Steve Jobs, co-founder and chairman of Apple, has died of cancer, aged 56. Jobs stepped down from the role of CEO in August, saying he could “no longer meet my duties and expectations”. In a statement, Apple said "Steve's brilliance, passion and energy were the source of countless innovations that enrich and improve all of our lives."
Many believe that Steve Jobs is indispensable and that without his vision, Apple will falter. First, don't expect to see any sudden failure from Apple. They have several years of new products in development and seem to have a clear strategic view with regard to iOS, the cloud and the future of the Mac product line.
So what did Jobs bring to Apple? As co-founder of Apple with Steve Wozniak, Jobs was not the electronics genius; Woz designed the Apple I and Apple II. Jobs raised the money, sold the early computers and importantly, wanted the Apple II to look beautiful, like a sleek European hi-fi rather than a ham radio kit. He also saw in the revolutionary interface of the Macintosh (inspired by a demo he saw at Xerox PARC) that computers could be easy to use.

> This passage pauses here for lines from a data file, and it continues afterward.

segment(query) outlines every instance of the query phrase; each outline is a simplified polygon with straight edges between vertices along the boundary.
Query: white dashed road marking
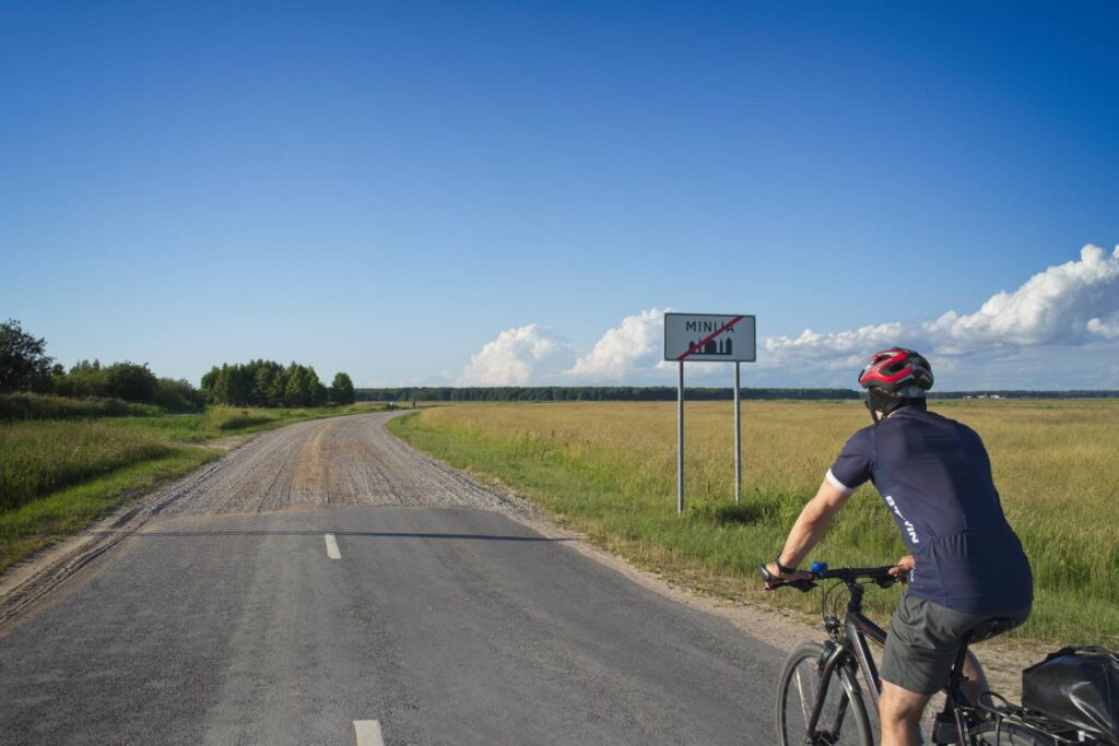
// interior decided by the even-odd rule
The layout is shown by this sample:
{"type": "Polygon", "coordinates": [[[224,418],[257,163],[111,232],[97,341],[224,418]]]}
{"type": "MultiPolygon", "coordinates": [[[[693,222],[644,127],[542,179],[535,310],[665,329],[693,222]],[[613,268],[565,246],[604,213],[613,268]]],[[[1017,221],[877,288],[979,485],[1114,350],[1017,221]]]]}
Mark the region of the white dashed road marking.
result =
{"type": "Polygon", "coordinates": [[[380,737],[380,724],[376,720],[354,720],[357,746],[385,746],[380,737]]]}

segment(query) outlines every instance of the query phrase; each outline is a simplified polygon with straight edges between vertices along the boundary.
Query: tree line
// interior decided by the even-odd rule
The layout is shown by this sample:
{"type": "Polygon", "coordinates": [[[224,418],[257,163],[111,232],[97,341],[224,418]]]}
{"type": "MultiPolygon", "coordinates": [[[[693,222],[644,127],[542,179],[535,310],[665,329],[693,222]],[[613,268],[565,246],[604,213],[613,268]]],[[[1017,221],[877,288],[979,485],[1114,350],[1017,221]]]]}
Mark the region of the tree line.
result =
{"type": "Polygon", "coordinates": [[[0,394],[31,391],[75,398],[114,398],[153,404],[170,412],[191,412],[208,404],[233,406],[321,406],[354,403],[354,383],[340,372],[327,388],[314,368],[271,360],[224,363],[203,376],[201,389],[187,380],[160,378],[148,363],[102,365],[79,360],[67,369],[47,355],[47,343],[23,331],[20,322],[0,323],[0,394]]]}
{"type": "Polygon", "coordinates": [[[284,367],[274,360],[223,363],[203,376],[201,389],[211,404],[237,407],[318,407],[354,404],[354,383],[347,374],[335,376],[330,388],[314,368],[298,362],[284,367]]]}
{"type": "MultiPolygon", "coordinates": [[[[857,399],[846,388],[744,388],[744,399],[857,399]]],[[[423,386],[359,388],[358,402],[675,402],[674,386],[423,386]]],[[[733,388],[687,388],[689,402],[731,400],[733,388]]]]}
{"type": "MultiPolygon", "coordinates": [[[[421,386],[359,388],[358,402],[675,402],[674,386],[421,386]]],[[[733,388],[687,388],[689,402],[730,402],[733,388]]],[[[743,388],[743,399],[858,399],[849,388],[743,388]]],[[[930,391],[932,399],[999,397],[1004,399],[1117,398],[1113,390],[930,391]]]]}
{"type": "Polygon", "coordinates": [[[147,362],[79,360],[67,370],[47,355],[45,339],[25,332],[15,319],[0,323],[0,394],[11,391],[114,398],[170,412],[195,410],[205,403],[188,381],[160,378],[147,362]]]}

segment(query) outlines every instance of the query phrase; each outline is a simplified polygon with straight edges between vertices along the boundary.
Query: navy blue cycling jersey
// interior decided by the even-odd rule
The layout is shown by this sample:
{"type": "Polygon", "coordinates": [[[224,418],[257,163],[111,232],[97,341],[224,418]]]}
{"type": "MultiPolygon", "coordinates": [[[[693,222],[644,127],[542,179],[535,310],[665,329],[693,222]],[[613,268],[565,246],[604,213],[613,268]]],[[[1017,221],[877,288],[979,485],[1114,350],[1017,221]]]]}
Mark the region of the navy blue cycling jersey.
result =
{"type": "Polygon", "coordinates": [[[915,560],[910,593],[972,614],[1029,605],[1029,561],[970,427],[903,407],[855,433],[828,480],[848,493],[874,482],[915,560]]]}

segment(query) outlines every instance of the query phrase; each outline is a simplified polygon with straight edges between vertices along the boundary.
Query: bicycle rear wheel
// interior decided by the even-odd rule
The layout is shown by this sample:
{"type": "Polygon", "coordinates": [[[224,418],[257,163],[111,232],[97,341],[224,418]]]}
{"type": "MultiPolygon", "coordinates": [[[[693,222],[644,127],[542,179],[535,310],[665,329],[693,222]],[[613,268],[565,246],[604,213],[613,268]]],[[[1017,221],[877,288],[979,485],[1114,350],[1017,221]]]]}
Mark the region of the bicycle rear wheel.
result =
{"type": "Polygon", "coordinates": [[[819,670],[822,654],[824,645],[810,642],[794,650],[784,663],[777,699],[777,733],[781,746],[874,746],[863,698],[848,689],[852,682],[845,680],[847,674],[840,669],[828,682],[816,731],[808,733],[816,696],[822,683],[819,670]]]}
{"type": "Polygon", "coordinates": [[[1054,746],[1056,743],[1007,723],[980,723],[971,737],[976,746],[1054,746]]]}

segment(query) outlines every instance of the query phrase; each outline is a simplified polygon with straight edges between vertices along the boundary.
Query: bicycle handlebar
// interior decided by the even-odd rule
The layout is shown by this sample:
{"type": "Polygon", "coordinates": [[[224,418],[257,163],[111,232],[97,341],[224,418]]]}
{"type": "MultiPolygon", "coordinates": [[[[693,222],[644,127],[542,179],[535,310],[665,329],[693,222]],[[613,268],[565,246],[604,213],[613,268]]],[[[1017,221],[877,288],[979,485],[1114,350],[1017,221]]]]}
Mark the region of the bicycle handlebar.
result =
{"type": "Polygon", "coordinates": [[[855,585],[858,580],[873,580],[878,587],[888,588],[894,583],[899,582],[899,577],[891,575],[890,570],[894,568],[894,565],[883,565],[882,567],[837,567],[836,569],[814,569],[805,570],[811,575],[811,579],[805,578],[800,580],[782,580],[779,577],[774,577],[772,573],[765,569],[764,565],[759,565],[761,569],[762,578],[765,583],[773,589],[780,588],[782,586],[790,586],[797,588],[801,593],[808,593],[816,587],[819,580],[843,580],[847,585],[855,585]]]}

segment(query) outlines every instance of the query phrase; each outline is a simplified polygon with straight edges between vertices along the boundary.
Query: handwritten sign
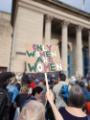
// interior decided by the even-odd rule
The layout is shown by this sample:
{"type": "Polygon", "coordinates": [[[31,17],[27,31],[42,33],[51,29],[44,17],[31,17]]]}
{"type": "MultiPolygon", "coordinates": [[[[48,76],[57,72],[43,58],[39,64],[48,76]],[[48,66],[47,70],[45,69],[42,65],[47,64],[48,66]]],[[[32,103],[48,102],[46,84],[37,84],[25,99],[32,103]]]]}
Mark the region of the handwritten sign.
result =
{"type": "Polygon", "coordinates": [[[33,44],[26,50],[26,63],[29,72],[54,72],[62,70],[55,61],[56,52],[52,45],[33,44]]]}

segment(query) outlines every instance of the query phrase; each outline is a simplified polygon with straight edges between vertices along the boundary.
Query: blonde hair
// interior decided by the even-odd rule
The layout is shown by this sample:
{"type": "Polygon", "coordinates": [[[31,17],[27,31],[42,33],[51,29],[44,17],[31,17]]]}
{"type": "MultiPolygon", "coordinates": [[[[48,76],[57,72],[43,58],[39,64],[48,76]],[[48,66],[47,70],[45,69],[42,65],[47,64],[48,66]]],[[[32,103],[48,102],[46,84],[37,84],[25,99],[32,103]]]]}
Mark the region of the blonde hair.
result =
{"type": "Polygon", "coordinates": [[[45,120],[45,107],[42,103],[32,100],[22,109],[19,120],[45,120]]]}

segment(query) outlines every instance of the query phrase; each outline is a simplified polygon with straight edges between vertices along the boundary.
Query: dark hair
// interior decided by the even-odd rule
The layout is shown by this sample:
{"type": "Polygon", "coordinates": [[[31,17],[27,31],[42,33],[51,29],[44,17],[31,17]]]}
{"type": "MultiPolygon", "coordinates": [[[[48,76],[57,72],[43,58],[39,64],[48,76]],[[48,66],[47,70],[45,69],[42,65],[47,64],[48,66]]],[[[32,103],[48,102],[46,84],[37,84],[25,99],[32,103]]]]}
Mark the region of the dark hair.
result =
{"type": "Polygon", "coordinates": [[[80,108],[84,104],[84,95],[79,85],[71,87],[69,92],[69,103],[73,107],[80,108]]]}
{"type": "Polygon", "coordinates": [[[37,86],[37,87],[35,87],[34,89],[33,89],[33,91],[32,91],[32,95],[34,96],[35,94],[39,94],[39,93],[41,93],[43,91],[43,88],[41,88],[40,86],[37,86]]]}

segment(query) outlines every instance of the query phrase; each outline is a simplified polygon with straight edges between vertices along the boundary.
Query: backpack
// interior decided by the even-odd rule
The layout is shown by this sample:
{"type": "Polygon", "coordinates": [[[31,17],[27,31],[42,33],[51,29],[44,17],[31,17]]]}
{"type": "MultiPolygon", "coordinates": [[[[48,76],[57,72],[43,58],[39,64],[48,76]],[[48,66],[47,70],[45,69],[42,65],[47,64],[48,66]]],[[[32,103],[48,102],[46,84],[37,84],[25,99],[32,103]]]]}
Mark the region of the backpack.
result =
{"type": "Polygon", "coordinates": [[[0,88],[0,120],[9,120],[9,105],[7,91],[0,88]]]}
{"type": "Polygon", "coordinates": [[[60,95],[63,97],[64,101],[67,102],[69,97],[68,85],[63,85],[60,90],[60,95]]]}

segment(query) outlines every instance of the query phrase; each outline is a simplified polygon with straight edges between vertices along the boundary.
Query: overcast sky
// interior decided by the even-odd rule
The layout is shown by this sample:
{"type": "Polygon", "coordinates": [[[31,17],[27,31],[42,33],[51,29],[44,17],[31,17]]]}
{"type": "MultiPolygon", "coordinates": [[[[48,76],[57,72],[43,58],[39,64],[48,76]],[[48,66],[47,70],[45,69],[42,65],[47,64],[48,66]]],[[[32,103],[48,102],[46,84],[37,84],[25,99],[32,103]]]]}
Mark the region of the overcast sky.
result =
{"type": "MultiPolygon", "coordinates": [[[[0,0],[0,11],[11,12],[11,1],[12,0],[0,0]]],[[[83,6],[83,0],[58,0],[75,6],[76,8],[82,9],[86,12],[90,13],[90,0],[85,0],[85,4],[83,6]]]]}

The first Macintosh, released in 1984, was a breakthrough, but was crippled by inadequate hardware, and this – along with his mercurial management style – eventually led to Jobs' departure from Apple. I believe this was a lesson Jobs learnt well and never forgot; there must be a total synergy between hardware and software to deliver a really great user experience. He also recognised, unusually for the IT industry, that most users only care about what they can do with their tech toys, not what the specifications are. You may notice that Apple adverts always show what people can do with the hardware, and never emphasise how many gigabytes or megahertz the product has.
Another key to Jobs' success was his understanding of supply side logistics. As a kid Jobs worked for an electronics store in Silicon Valley, and he knew the importance of sourcing components at a good price. Once regarded as over-priced (called the "Apple Tax"), Apple's products now feature drop-dead gorgeous designs and are hard to beat on price. Almost two years after the release of the iPad, a legion of competitors have still failed to deliver a tablet with a similar spec at a lower price.
When the history of computing is written, Steve Jobs will have a significant place as somebody who put the users first, making computers both easier and sometimes a joy to use.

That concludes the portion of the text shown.